Larsen adds that this is an issue in big companies everywhere, and in part an issue related to the very nature of IR as a profession. ‘IR often becomes your first and your last job in a company, because it is a struggle for companies to further develop ‘career IR’ people,’ he says. While he acknowledges that some firms do rotational IR very successfully, he suggests that, instead, companies allow career IR experts to do what they do so well – but also to have a 10 percent to 15 percent buffer on their time, allowing them to develop interests and skills in other fields.

New priorities

But Larsen’s move in August 2021 wasn’t just about having more time for personal development. Sobi is a company that focuses on treating rare diseases, often hereditary and detected in babies or at early childhood, and often without alternative treatments available. According to the company, around 95 percent of rare diseases currently have no approved treatment and 75 percent of rare diseases affect children. ‘You can start trying to make a difference with different medicines,’ says Larsen. ‘That is another symptom of the pandemic: you think a little bit more carefully about things.’

Sustainability is something else Larsen thinks carefully about and he says this is a further factor in the way IR teams are likely to adapt to a ‘new normal’ as far as travel goes. Now that we know a large proportion of meetings can effectively take place virtually, how can companies justify a return to pre-pandemic travel?
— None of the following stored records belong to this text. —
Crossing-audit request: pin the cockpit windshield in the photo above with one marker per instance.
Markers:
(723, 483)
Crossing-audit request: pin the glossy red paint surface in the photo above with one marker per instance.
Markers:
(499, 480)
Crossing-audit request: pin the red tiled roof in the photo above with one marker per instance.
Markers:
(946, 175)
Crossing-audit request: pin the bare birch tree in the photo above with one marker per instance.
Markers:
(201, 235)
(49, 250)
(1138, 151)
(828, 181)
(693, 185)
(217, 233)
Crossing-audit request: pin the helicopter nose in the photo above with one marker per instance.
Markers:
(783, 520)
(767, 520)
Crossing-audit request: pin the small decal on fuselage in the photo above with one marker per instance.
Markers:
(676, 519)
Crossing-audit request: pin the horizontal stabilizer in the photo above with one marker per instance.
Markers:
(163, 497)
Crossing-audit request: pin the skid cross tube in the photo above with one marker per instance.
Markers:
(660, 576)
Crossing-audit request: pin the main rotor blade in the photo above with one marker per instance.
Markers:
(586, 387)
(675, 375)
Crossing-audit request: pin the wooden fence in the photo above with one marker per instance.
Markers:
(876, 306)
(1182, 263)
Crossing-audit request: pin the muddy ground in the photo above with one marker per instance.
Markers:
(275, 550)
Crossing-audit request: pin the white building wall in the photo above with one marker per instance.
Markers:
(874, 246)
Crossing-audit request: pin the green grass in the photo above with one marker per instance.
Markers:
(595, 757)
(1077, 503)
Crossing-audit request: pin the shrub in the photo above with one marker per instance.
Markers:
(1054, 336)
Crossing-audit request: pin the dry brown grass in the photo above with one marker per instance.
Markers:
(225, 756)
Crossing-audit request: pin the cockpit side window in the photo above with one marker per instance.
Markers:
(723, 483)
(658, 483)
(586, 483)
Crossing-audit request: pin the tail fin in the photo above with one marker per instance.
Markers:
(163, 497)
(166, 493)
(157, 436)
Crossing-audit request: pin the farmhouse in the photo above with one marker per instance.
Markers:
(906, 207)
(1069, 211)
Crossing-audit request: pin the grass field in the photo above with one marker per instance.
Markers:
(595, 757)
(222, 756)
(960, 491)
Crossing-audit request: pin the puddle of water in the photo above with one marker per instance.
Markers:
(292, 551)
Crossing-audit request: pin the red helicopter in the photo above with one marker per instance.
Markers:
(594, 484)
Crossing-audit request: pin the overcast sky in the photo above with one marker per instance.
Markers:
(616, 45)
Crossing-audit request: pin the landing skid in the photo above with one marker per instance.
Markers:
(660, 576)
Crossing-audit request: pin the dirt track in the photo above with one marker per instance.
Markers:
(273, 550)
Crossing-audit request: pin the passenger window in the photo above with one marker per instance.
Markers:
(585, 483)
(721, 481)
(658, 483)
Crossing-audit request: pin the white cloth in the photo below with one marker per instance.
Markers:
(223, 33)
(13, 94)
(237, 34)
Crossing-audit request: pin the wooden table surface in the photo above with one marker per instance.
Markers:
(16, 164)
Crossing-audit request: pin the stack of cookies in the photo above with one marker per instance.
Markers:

He notes that large organizations often look at ESG issues from a big-picture view. What he and the team at Sobi are doing is trying to think about the company’s individual role and the role of each employee when it comes to sustainability. ‘We try to be very aware of what each individual person’s impact on the environment is and how we can reduce that instead of thinking only as one big corporate,’ he explains. One example is offsetting the carbon any time Larsen has to fly from Cambridge, where he’s based, to Sobi’s headquarters in Stockholm.

The old guard

Anecdotally, Larsen says a number of IR professionals he knows personally have either changed jobs or are on the hunt for something new because the jobs they had have changed so much, and he notes some factors that might affect how you feel about the profession at the moment. One of those factors is location. Larsen says he’s been lucky in Cambridge, within easy reach of London. This means that even if there’s a hold on international travel, he can still see people. ‘If you’re in New York you can still do some meetings,’ he adds. ‘Also if you’re in Boston or San Francisco, for example. But if you’re in a country with no financial center? That’s hard.’

The other factor is whether you’re an old pro or not. ‘I think the guys who are new to IR, they will still be happy because they’re doing something new that they didn’t do in the past, so for them it’s an upgrade,’ Larsen says. ‘But for the people who have known IR for the past 10 or 15 years? I don’t think this new world is necessarily very appealing.’